Il s’agit d’une capsule temporelle contenant des milliers de photographies et de textes manuscrits, enfermés dans une malle ancienne le 1er septembre 2026 pour être ouverte en 2039. Ce projet commémore le bicentenaire de la première photographie de Niépce, posant ainsi un geste symbolique de transmission entre deux siècles de pratique photographique. Il ne s’agit pas seulement de conserver des images, mais de documenter les récits et les regards qui les accompagnent, à l’ère du tout-numérique.

Qui sont les acteurs principaux derrière cette initiative et quel est leur rôle ?

L’association HiP Histoires Photographiques, dirigée par Gérald Vidamment (journaliste et photographe), est à l’origine de ce projet. Elle fédère des contributeurs variés, invitant le public à déposer ses propres archives visuelles et manuscrites. Le musée Nicéphore Niépce, situé à Chalon-sur-Saône, joue également un rôle central en accueillant la malle à son ouverture en 2039, garantissant ainsi sa pérennité institutionnelle.

Quels types de documents sont appelés à être scellés dans la malle, et comment sont-ils sélectionnés ?

La malle accueillera des photographies — qu’elles soient analogiques, numériques ou hybrides — ainsi que des textes manuscrits ou imprimés qui les accompagnent. Le projet mise sur la diversité des contributions, sans filtre éditorial strict, laissant aux futurs lecteurs le soin de décrypter les choix esthétiques, techniques ou narratifs de 2026. L’absence de critères de sélection explicites souligne une démarche inclusive, mais aussi une forme de pari sur la subjectivité des archives.
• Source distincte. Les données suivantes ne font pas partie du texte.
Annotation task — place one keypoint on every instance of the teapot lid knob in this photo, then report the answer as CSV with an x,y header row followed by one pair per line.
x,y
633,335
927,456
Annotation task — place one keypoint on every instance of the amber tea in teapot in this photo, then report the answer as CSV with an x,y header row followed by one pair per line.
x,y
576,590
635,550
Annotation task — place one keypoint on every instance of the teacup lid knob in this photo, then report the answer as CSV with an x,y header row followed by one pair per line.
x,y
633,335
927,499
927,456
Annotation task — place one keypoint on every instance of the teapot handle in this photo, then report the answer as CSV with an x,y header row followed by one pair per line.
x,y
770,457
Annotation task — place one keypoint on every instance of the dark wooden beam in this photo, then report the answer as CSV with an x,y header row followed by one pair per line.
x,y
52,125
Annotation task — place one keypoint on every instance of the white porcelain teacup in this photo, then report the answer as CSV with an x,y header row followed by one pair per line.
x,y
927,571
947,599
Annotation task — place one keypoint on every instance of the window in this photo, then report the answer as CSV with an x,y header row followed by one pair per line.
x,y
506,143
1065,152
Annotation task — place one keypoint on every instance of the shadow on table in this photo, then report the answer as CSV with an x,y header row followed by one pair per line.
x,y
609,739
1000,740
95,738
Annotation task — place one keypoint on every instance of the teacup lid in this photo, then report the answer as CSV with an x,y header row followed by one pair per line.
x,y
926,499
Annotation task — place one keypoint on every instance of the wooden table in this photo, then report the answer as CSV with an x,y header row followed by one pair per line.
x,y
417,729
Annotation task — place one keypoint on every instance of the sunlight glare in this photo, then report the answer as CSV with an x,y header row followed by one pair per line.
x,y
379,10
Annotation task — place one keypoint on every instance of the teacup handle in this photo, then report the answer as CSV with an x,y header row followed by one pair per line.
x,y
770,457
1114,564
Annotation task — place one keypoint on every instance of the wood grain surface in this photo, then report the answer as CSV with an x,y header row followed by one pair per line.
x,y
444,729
Pourquoi une malle physique plutôt qu’un support numérique pour cette capsule temporelle ?

Le choix d’un contenant matériel comme une malle ancienne renvoie à une symbolique forte : celle de l’objet-témoin, chargé d’histoire et de matérialité. Contrairement à un serveur ou un cloud, la malle impose une durée de conservation limitée dans le temps (13 ans) et une rupture technologique volontaire, rappelant que les supports numériques peuvent devenir illisibles ou obsolètes. Ce geste souligne aussi une résistance à l’éphémère des données en ligne, en faveur d’une mémoire tangible et presque rituelle.

Ce que ça pourrait changer

Ce projet pourrait inspirer d’autres disciplines à explorer des formes de transmission analogiques, surtout dans un contexte où le numérique domine. Il interroge aussi la responsabilité des institutions culturelles face à l’accumulation des archives, entre préservation et sélection. Enfin, l’ouverture en 2039, à une époque où les pratiques photographiques auront probablement évolué, pourrait révéler des écarts de perception entre les regards d’aujourd’hui et ceux de demain, offrant une matière précieuse pour l’histoire de l’art et des médias.